You need to warn readers that the pedantic (first) half of SEEING RED is worth enduring for the concepts that flow freely through the last half.

I would add that his frequent references to Thomas Reid should prompt one to follow through with reading works of that remarkable 18th century philosopher who wrote with remarkable clarity about the concept of consciousness.

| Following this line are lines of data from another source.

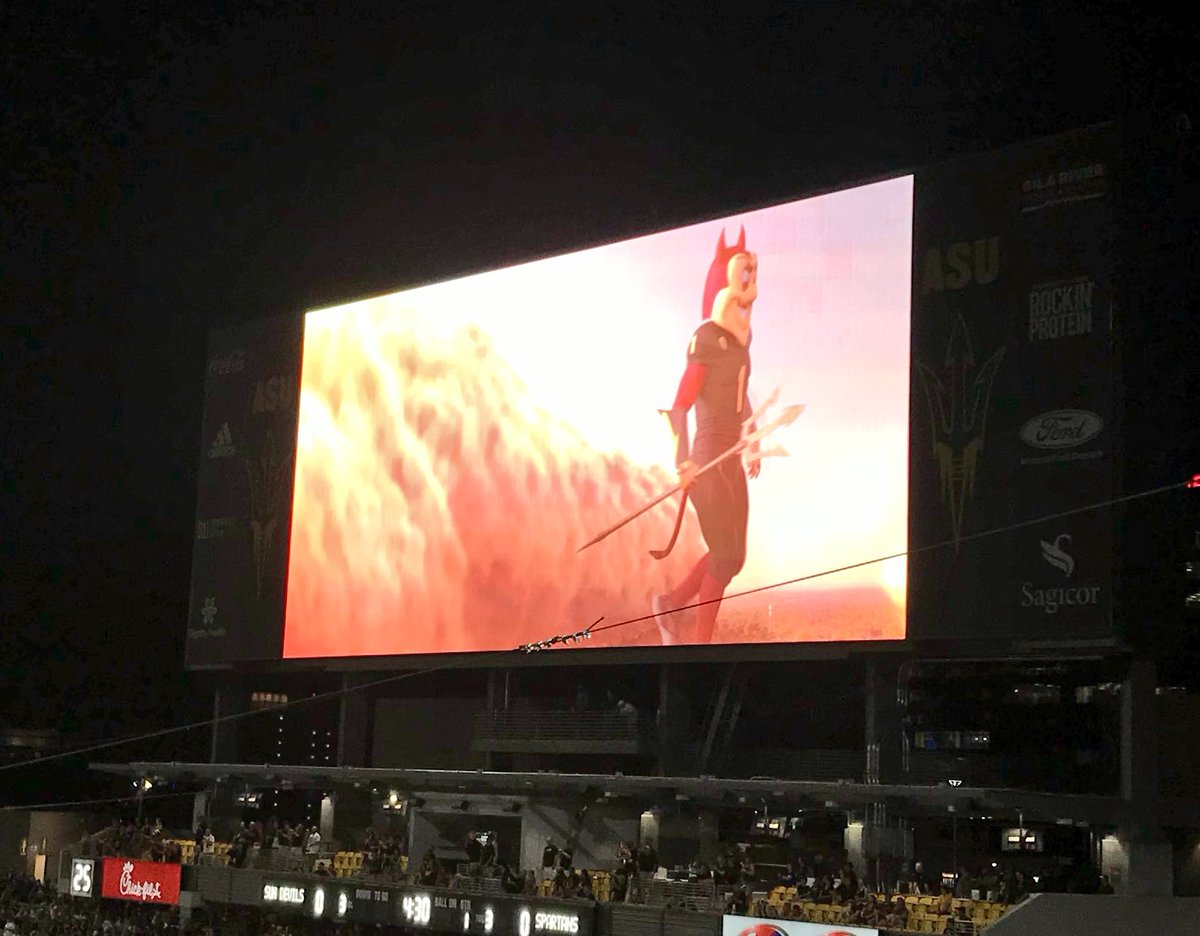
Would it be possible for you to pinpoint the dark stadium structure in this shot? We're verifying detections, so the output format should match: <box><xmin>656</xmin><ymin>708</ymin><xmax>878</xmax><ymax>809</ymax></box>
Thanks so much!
<box><xmin>72</xmin><ymin>125</ymin><xmax>1200</xmax><ymax>936</ymax></box>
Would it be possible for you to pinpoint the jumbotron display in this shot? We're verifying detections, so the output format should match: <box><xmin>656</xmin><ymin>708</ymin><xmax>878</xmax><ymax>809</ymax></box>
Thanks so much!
<box><xmin>283</xmin><ymin>176</ymin><xmax>913</xmax><ymax>659</ymax></box>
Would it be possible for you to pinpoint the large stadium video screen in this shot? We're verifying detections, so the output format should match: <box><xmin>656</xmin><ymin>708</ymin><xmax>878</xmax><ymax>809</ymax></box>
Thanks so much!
<box><xmin>283</xmin><ymin>176</ymin><xmax>913</xmax><ymax>659</ymax></box>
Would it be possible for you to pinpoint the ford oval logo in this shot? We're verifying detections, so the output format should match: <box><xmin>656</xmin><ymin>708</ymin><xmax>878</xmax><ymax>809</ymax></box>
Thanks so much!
<box><xmin>1021</xmin><ymin>409</ymin><xmax>1104</xmax><ymax>449</ymax></box>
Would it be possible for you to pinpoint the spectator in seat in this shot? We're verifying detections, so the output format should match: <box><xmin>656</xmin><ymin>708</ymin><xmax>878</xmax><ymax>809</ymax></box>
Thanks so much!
<box><xmin>479</xmin><ymin>829</ymin><xmax>500</xmax><ymax>868</ymax></box>
<box><xmin>637</xmin><ymin>842</ymin><xmax>659</xmax><ymax>874</ymax></box>
<box><xmin>608</xmin><ymin>865</ymin><xmax>630</xmax><ymax>904</ymax></box>
<box><xmin>419</xmin><ymin>848</ymin><xmax>438</xmax><ymax>886</ymax></box>
<box><xmin>954</xmin><ymin>868</ymin><xmax>971</xmax><ymax>900</ymax></box>
<box><xmin>738</xmin><ymin>850</ymin><xmax>758</xmax><ymax>884</ymax></box>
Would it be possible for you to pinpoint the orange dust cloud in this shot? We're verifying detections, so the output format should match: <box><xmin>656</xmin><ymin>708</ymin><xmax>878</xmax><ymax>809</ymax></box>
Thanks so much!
<box><xmin>283</xmin><ymin>314</ymin><xmax>703</xmax><ymax>658</ymax></box>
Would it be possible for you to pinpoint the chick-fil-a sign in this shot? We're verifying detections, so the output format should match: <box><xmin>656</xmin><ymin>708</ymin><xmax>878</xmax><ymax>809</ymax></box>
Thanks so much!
<box><xmin>100</xmin><ymin>858</ymin><xmax>179</xmax><ymax>904</ymax></box>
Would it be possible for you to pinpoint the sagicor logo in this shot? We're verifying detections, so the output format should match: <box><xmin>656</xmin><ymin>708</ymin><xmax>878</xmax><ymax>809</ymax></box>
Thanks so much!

AT risk of rehashing the American revolution, I offer the following comments about the importance of Reid to early American history: "Even the phrase, “we hold these truths to be self-evident,” which we associate with Jefferson, was taken from the Scottish philosopher and Presbyterian minister, Thomas Reid (1710-1796). The route to the knowledge of truth is not through abstract reason, he believed, but through experience. Reid wrote, “The evidence of sense, the evidence of memory, and the evidence of the necessary relations of things, are all distinct. . . . To reason against any of these kinds of evidence is absurd. . . . They are first principles, and as such fall not within the province or reason, but of common sense.” The equality of all people, that people are endowed with certain inalienable rights, is not a conclusion drawn from abstract reason, but through experience, they are “self-evident.” They are “no sooner understood than they are believed,” he said, because they “ carry the light of truth in itself.” When Thomas Jefferson founded the University of Virginia he put the writings of Reid at the center of his curriculum. When Thomas Paine (1737-1809) was writing about the necessity of independence, he was told by Benjamin Rush to use Reid’s catchphrase “common sense” as the title of his treatise."